In conclusion, I have spoken today about some key challenges facing the South African economy. The solution probably isn't going to emerge from rising commodity prices or a big rebound in world growth which helps exports. It also cannot come from yet more fiscal or monetary stimulus. Macroeconomic policy is already doing what it can, but the constraints are tightening; we are running out of room to borrow and we have too much inflation to lower interest rates.

This leaves us with the option of reforms. South African product markets are ripe for change; opening up network industries would in particular have widespread growth benefits. Labour markets for skilled people could be made more competitive, helping growth and reducing inequality at the same time.
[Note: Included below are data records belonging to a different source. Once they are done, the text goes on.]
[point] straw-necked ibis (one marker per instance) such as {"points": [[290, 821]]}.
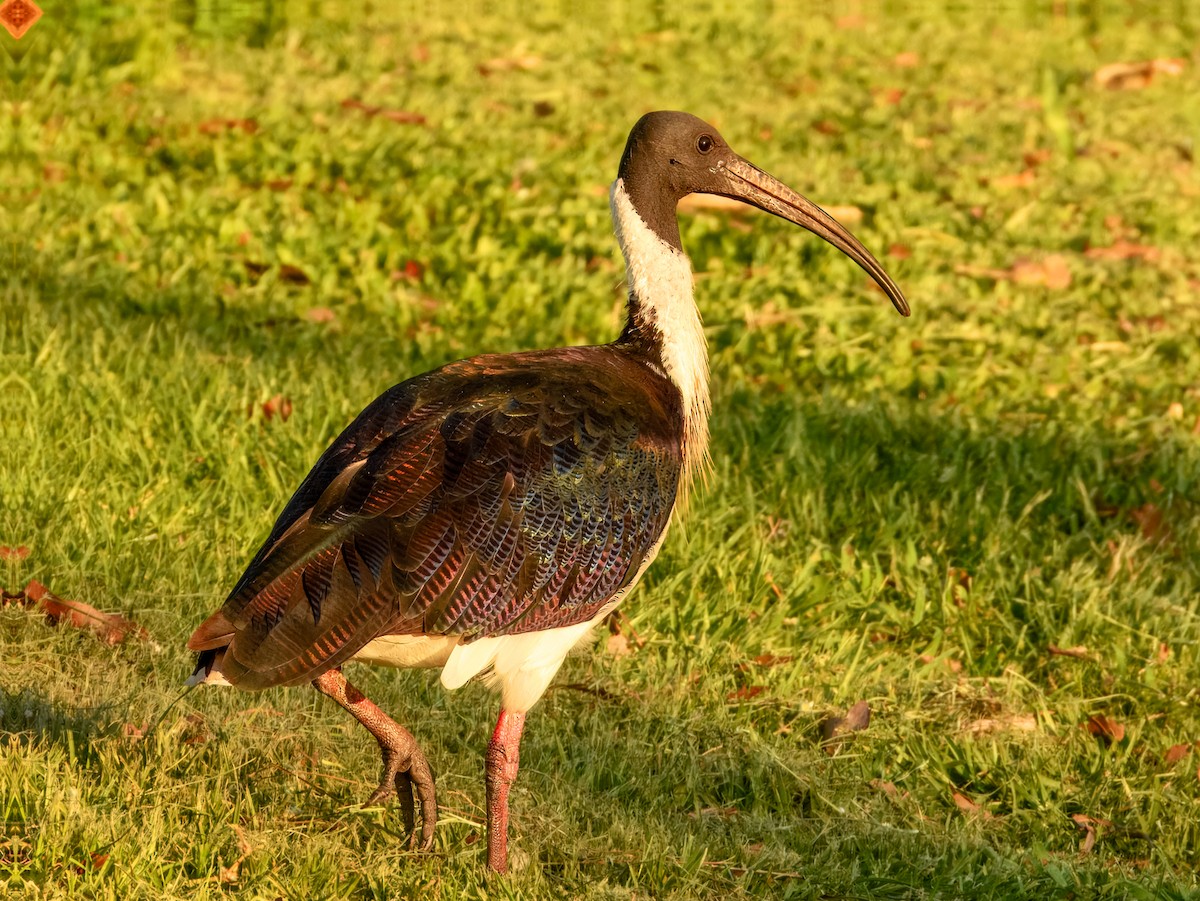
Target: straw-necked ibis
{"points": [[485, 516]]}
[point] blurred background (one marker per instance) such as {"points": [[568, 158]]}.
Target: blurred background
{"points": [[231, 226]]}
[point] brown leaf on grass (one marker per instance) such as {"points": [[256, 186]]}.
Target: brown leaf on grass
{"points": [[229, 875], [745, 692], [16, 600], [216, 126], [1023, 179], [402, 116], [1033, 158], [888, 788], [509, 64], [321, 316], [1078, 652], [109, 628], [1089, 826], [255, 270], [1104, 728], [277, 406], [835, 730], [1050, 271], [1012, 722], [969, 806], [618, 646], [412, 271], [767, 661], [1125, 250], [293, 275], [723, 812], [1150, 522], [1135, 76], [1176, 752]]}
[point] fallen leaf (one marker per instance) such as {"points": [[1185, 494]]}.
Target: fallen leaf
{"points": [[402, 116], [969, 806], [321, 314], [109, 628], [1175, 754], [618, 646], [277, 406], [723, 812], [888, 788], [834, 730], [1033, 158], [747, 692], [1015, 722], [216, 126], [1125, 250], [1023, 179], [293, 275], [1051, 271], [1089, 826], [1079, 652], [255, 270], [1135, 76], [509, 64], [1104, 728], [1150, 522]]}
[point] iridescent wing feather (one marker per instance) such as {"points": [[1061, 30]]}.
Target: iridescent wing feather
{"points": [[496, 496]]}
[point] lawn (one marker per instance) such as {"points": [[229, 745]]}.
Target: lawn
{"points": [[229, 227]]}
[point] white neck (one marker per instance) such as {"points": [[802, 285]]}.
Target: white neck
{"points": [[660, 287]]}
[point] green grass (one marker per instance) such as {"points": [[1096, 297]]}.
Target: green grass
{"points": [[1041, 439]]}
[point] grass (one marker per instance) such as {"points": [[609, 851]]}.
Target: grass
{"points": [[910, 512]]}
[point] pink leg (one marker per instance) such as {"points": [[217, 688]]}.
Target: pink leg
{"points": [[503, 756]]}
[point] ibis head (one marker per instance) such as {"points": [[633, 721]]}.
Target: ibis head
{"points": [[671, 155]]}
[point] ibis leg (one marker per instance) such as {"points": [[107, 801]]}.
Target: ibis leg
{"points": [[405, 766], [503, 757]]}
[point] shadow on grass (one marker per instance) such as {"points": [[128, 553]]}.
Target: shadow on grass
{"points": [[31, 718]]}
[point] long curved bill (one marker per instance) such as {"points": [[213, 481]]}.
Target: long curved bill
{"points": [[751, 185]]}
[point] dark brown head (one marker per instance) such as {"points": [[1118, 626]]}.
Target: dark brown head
{"points": [[671, 155]]}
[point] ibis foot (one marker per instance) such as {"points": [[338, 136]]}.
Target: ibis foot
{"points": [[406, 769], [502, 762]]}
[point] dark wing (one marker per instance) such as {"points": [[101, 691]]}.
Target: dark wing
{"points": [[496, 496]]}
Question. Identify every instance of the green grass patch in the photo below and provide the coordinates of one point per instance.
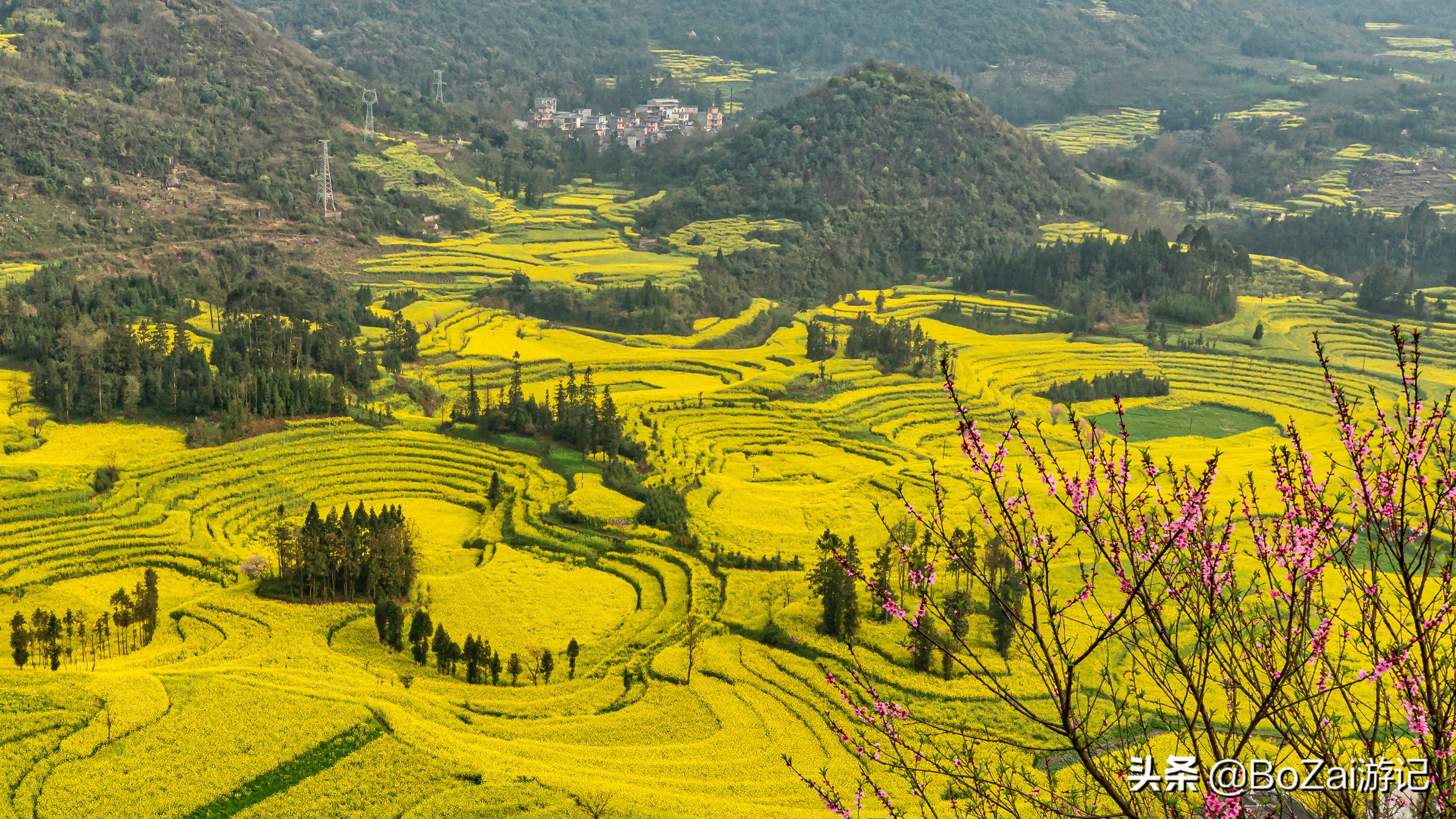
(18, 703)
(568, 463)
(634, 388)
(1207, 421)
(290, 773)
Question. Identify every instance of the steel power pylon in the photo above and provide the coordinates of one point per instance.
(370, 98)
(325, 181)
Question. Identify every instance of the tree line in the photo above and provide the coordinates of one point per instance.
(1135, 385)
(1096, 278)
(54, 640)
(894, 345)
(283, 341)
(645, 309)
(427, 636)
(347, 555)
(893, 577)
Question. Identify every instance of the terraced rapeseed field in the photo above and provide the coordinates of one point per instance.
(1081, 134)
(299, 711)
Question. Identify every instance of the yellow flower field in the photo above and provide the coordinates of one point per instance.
(766, 454)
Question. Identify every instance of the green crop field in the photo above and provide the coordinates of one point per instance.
(309, 715)
(1151, 422)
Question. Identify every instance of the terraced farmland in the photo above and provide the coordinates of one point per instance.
(1116, 130)
(315, 716)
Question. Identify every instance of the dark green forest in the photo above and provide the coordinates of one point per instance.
(1096, 278)
(893, 172)
(497, 56)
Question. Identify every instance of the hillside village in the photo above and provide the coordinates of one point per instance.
(637, 127)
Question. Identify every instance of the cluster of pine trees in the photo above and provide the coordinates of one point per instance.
(740, 561)
(401, 343)
(350, 555)
(833, 580)
(1135, 385)
(894, 345)
(69, 639)
(820, 343)
(475, 655)
(277, 352)
(995, 323)
(576, 417)
(836, 587)
(663, 507)
(1087, 278)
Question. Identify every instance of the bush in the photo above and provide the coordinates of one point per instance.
(104, 479)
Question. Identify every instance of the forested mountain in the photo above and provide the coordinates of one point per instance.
(107, 97)
(1036, 59)
(892, 171)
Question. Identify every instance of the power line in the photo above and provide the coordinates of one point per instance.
(370, 98)
(327, 181)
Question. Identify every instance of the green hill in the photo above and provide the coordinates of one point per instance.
(893, 172)
(101, 102)
(1033, 62)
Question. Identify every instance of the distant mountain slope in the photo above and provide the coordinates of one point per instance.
(101, 99)
(893, 172)
(498, 53)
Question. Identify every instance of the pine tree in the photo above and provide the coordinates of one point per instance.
(472, 661)
(420, 626)
(472, 401)
(494, 494)
(20, 640)
(835, 587)
(439, 643)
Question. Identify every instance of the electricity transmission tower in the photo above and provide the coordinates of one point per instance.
(370, 98)
(325, 181)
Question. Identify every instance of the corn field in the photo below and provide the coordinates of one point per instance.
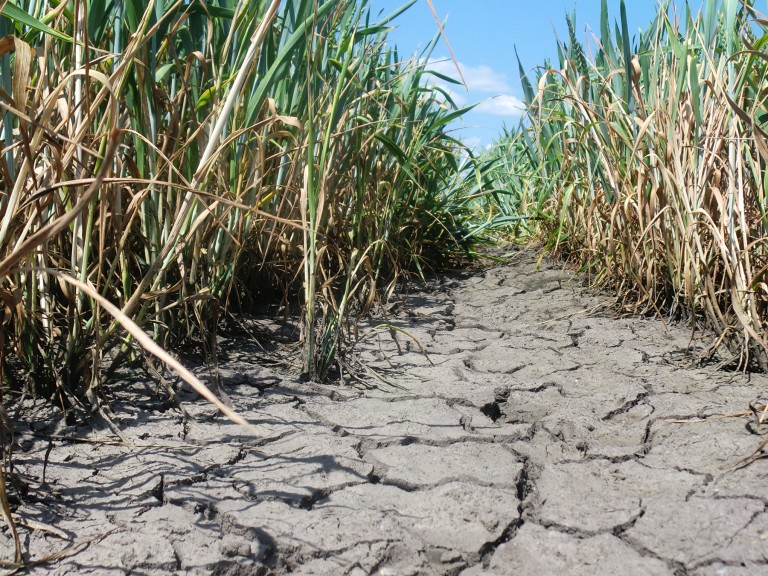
(165, 162)
(643, 161)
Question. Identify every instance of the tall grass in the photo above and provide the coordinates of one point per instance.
(647, 155)
(165, 161)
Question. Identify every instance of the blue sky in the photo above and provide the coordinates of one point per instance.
(483, 35)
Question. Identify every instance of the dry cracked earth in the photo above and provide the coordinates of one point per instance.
(535, 438)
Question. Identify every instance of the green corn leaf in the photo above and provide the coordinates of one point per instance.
(18, 15)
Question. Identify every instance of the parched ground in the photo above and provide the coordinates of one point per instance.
(537, 438)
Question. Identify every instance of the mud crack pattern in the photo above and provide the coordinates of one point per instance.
(537, 438)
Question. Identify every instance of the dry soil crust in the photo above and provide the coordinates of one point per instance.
(537, 439)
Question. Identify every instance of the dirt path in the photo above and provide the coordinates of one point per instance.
(538, 443)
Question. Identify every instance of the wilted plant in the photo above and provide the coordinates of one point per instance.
(648, 154)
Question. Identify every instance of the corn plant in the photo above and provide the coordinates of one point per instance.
(650, 156)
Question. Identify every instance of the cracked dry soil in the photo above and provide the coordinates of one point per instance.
(537, 439)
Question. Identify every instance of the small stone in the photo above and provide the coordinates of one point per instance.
(231, 546)
(451, 556)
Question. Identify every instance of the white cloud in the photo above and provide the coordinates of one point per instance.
(479, 78)
(502, 105)
(472, 142)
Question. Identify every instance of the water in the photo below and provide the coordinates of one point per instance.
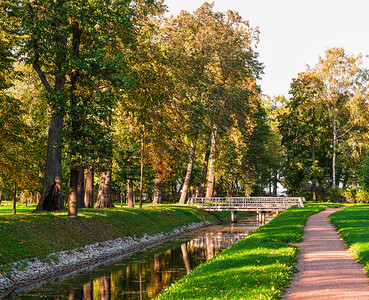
(145, 274)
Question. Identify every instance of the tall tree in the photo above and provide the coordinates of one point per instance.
(344, 93)
(304, 128)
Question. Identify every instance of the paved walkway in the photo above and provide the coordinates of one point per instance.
(326, 269)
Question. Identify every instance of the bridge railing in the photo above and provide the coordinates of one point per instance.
(246, 202)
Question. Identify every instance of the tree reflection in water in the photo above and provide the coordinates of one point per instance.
(146, 274)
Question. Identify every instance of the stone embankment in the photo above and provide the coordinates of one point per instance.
(28, 274)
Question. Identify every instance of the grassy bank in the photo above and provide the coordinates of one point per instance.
(27, 235)
(257, 267)
(352, 224)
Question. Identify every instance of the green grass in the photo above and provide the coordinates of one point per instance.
(259, 266)
(352, 224)
(6, 207)
(27, 235)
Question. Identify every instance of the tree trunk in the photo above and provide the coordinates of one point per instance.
(210, 247)
(130, 202)
(104, 193)
(334, 155)
(105, 288)
(186, 258)
(275, 183)
(81, 188)
(89, 191)
(158, 265)
(211, 180)
(52, 197)
(187, 180)
(15, 199)
(142, 157)
(89, 290)
(157, 190)
(73, 192)
(204, 175)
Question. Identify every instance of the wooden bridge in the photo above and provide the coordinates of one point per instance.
(261, 205)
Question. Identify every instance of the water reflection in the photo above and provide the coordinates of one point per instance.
(145, 275)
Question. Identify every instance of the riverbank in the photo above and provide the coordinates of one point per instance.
(258, 267)
(35, 247)
(352, 224)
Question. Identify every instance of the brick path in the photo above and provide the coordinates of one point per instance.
(326, 269)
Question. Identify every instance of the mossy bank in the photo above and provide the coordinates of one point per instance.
(28, 235)
(259, 266)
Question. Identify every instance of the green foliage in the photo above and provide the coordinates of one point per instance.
(352, 224)
(335, 195)
(259, 266)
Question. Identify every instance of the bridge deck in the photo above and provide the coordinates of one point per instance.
(257, 204)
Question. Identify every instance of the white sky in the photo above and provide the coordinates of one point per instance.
(294, 33)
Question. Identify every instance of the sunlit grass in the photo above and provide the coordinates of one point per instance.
(27, 235)
(352, 224)
(6, 207)
(259, 266)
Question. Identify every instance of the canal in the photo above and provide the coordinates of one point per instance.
(145, 274)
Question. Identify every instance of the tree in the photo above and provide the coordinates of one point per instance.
(303, 125)
(215, 69)
(344, 93)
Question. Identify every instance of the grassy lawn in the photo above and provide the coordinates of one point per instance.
(6, 207)
(352, 224)
(258, 267)
(27, 235)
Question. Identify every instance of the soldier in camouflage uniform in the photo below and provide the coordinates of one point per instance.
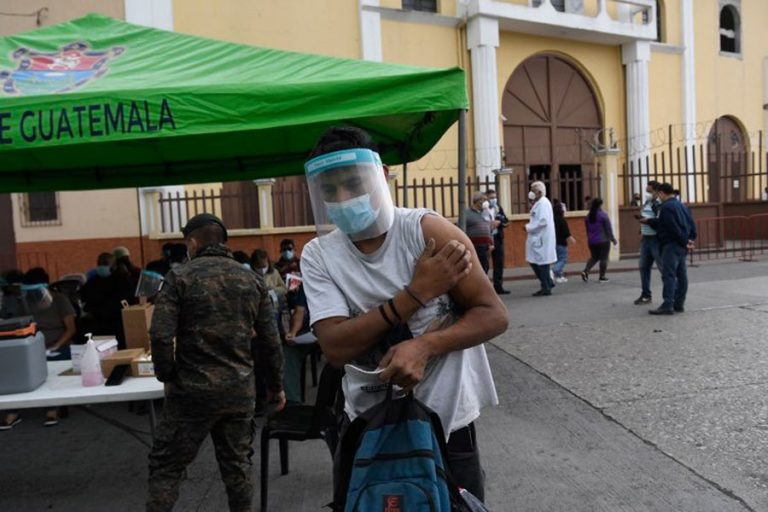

Our wage bargaining institutions could be more supportive of better economic outcomes. Less nominal wage pressure on prices would help us to lower inflation and the overall level of interest rates. Our institutions could also be less hostile to small firms, the kinds of companies which create lots of jobs - and which are also scarcer here than they are in other countries. Getting more people into jobs would lower dependency ratios, reducing the urgency of high real wages which themselves price many people out of work entirely.

Finally, we need to think about the kind of conversation we are having. The reform discussion can be difficult, partly because of vested interests and partly because of a shortage of trust between parties. Given our difficult situation, we need to find ways of talking to each other that ultimately solve problems instead of merely emphasising our differences. We are all partners in this country and its future. We have a shared responsibility to make that future better.

By Mr Lesetia Kganyago

Governor of the South African Reserve Bank.